Senior sustenance means more than a meal

Senior sustenance means more than a meal

March 21st, 2012 by Mike O'Neal in Catoosa

Martha Lewis loads an insulated case filled with meals for delivery on a route that covers more than 60 miles in the Ringgold, Graysville and Chickamauga areas. Lewis is the original driver for the Catoosa County Meals on Wheels program. She worked at the courthouse and was "loaned" to the program where, using a car borrowed from the county commissioner, she delivered about 15 meals in and around Ringgold. Photo by Mike O'Neal

For more than three decades, Meals on Wheels has never strayed from its mission of making certain no senior living in Catoosa County goes hungry.

But whether today, when more than 90 meals are delivered each weekday, or in its earliest years when fewer than 17 clients were served, this program has always been as much about fellowship as about food.

"People are definitely ready for us," said Shelia Anderson, a Meals on Wheels driver who delivers meals to 31 individuals in the Lakeview-Fort Oglethorpe area. "I have one little lady that has everything laid out on her table and is ready to eat when I arrive."

And it is not only shut-ins that partake of this daily offering.

While nearly 100 have meals delivered each day, 40-50 dine at the Benton Place Campus.

Marcia Tucker, manager of the nutrition program based in the Catoosa Senior Center on the Benton Place Campus, said it is only a lack of funding that restricts the number of home-delivered meals.

"We can serve more if they can come to the center," Tucker said. "Several use Trans-Aid [the county's free transportation service] to visit every day."

The senior nutrition program that includes home-delivered Meals On Wheels, is a partnership between individuals, volunteers, Coosa Valley Regional Services and Development Corp., Area Agency on Aging of Northwest Georgia, federal, state and county governments.

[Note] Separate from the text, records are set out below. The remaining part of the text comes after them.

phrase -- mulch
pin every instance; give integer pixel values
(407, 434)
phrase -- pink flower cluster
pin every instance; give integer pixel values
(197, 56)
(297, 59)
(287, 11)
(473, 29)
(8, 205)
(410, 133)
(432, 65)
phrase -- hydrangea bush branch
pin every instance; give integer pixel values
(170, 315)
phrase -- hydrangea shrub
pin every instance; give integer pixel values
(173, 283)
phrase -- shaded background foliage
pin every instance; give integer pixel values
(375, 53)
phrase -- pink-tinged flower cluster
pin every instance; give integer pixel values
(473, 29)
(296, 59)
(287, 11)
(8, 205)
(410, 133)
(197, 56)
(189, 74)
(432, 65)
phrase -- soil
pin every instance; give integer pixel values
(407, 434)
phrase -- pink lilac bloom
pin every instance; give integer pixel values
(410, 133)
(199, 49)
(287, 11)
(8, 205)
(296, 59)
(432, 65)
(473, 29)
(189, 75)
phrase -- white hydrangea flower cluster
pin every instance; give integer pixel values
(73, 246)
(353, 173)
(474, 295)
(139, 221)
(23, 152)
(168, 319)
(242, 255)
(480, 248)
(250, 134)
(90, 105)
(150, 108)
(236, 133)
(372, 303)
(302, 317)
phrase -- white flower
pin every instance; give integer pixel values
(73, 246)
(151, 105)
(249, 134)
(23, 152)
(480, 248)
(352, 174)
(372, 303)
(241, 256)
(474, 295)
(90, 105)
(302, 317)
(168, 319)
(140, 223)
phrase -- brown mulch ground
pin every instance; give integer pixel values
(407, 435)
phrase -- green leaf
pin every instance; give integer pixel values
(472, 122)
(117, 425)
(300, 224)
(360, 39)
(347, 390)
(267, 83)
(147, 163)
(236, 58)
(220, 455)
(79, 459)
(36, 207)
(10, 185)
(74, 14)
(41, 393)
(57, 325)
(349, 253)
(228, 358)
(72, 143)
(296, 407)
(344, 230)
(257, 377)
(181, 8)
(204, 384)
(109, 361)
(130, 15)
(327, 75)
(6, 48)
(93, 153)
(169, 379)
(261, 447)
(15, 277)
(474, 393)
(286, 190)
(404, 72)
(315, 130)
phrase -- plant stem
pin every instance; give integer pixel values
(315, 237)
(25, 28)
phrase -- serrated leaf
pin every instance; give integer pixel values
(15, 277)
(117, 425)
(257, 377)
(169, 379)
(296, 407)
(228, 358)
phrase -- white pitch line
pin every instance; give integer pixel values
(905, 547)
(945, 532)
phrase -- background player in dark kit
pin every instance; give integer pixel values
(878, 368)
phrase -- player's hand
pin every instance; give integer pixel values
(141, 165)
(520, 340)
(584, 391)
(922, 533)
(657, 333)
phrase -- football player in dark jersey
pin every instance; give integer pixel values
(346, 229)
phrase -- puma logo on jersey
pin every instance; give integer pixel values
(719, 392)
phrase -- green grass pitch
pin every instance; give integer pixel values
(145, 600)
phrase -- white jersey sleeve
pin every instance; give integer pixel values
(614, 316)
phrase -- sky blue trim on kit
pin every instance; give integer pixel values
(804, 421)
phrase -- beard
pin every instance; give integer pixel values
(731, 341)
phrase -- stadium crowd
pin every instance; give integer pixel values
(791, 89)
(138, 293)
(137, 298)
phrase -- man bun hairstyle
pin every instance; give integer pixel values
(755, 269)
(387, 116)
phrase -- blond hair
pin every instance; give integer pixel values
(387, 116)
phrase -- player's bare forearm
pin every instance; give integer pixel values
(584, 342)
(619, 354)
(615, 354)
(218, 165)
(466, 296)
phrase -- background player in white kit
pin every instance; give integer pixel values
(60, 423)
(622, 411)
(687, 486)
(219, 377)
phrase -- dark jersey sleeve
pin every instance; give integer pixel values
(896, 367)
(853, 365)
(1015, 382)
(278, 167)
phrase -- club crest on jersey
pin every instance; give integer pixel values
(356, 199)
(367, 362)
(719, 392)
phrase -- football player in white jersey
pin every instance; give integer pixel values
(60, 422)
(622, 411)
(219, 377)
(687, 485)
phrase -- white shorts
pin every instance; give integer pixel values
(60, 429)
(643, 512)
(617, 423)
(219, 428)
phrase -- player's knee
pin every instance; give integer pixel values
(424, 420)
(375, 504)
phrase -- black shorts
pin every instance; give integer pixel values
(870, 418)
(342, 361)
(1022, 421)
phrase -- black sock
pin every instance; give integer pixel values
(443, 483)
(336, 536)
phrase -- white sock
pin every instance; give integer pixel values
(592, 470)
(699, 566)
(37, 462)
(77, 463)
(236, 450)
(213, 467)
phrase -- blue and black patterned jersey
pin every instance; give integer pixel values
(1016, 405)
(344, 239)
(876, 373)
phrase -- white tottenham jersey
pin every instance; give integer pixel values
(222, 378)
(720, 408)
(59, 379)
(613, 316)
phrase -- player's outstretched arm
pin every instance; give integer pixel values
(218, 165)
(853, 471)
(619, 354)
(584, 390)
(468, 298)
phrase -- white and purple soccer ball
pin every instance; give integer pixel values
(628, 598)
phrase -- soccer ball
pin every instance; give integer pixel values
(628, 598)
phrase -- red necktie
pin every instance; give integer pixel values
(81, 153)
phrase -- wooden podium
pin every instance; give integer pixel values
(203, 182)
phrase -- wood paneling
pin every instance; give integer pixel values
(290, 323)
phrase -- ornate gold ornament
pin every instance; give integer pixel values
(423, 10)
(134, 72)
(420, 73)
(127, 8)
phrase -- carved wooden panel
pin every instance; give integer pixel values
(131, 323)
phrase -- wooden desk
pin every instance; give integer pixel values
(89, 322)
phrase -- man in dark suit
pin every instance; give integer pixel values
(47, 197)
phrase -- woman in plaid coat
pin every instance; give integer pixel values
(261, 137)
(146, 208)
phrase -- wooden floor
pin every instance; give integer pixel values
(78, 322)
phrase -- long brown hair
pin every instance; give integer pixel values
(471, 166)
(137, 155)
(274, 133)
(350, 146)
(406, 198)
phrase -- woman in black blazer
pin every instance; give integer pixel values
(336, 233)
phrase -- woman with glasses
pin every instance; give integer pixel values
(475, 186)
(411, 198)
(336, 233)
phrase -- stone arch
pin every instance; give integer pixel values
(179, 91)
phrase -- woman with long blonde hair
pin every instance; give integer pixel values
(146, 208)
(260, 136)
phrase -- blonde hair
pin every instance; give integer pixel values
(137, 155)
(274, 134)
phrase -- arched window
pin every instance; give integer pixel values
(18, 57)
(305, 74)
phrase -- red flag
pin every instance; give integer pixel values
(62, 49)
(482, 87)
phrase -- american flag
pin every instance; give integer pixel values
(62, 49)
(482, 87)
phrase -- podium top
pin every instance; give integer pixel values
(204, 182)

This program that involves a lot of partners makes a lot of positive impact on many lives.

"It is rewarding to see seniors come in and feel like they belong somewhere," said Stacey Holbrook, executive director of Coosa Valley RSDC.

She served as nutrition site director in Rockmart for a dozen years before assuming her current position in October 2011, and said she loved the daily contact with the these seniors who were more like aunts, uncles, parents or grandparents than clients.

"I loved it," she said. "The hardest part [of my new job] was leaving them. They were like my family."

And just as the senior centers provide more than a meal, drivers do more than deliver food. They keeps tabs on the well-being of and provide a daily source of social contact for those who otherwise would spend their days alone.

How many are served?

*Currently served by Meals on Wheels: 91

*Seniors 60 or older on the waiting list: 61

*Meals served daily at the nutrition center dining room: 40-50

-Source: Coosa Valley RSDC

Holbrook said some see Meals on Wheels as providing both the bread of life and life itself.

"Over the years, several-over have told me the program saved their lives, it gave them a meaning to live," she said.

Statistics provided by the Georgia Department of Community Health estimate that participating in the nutrition program helps seniors continue living at home for about three and a half years longer than otherwise.

That adds up to a lot of savings, since the Meals on Wheels cost per person is about $1,500 a year compared to a nursing home's annual cost of about $26,552.

"This offers them freedom," Holbrook said.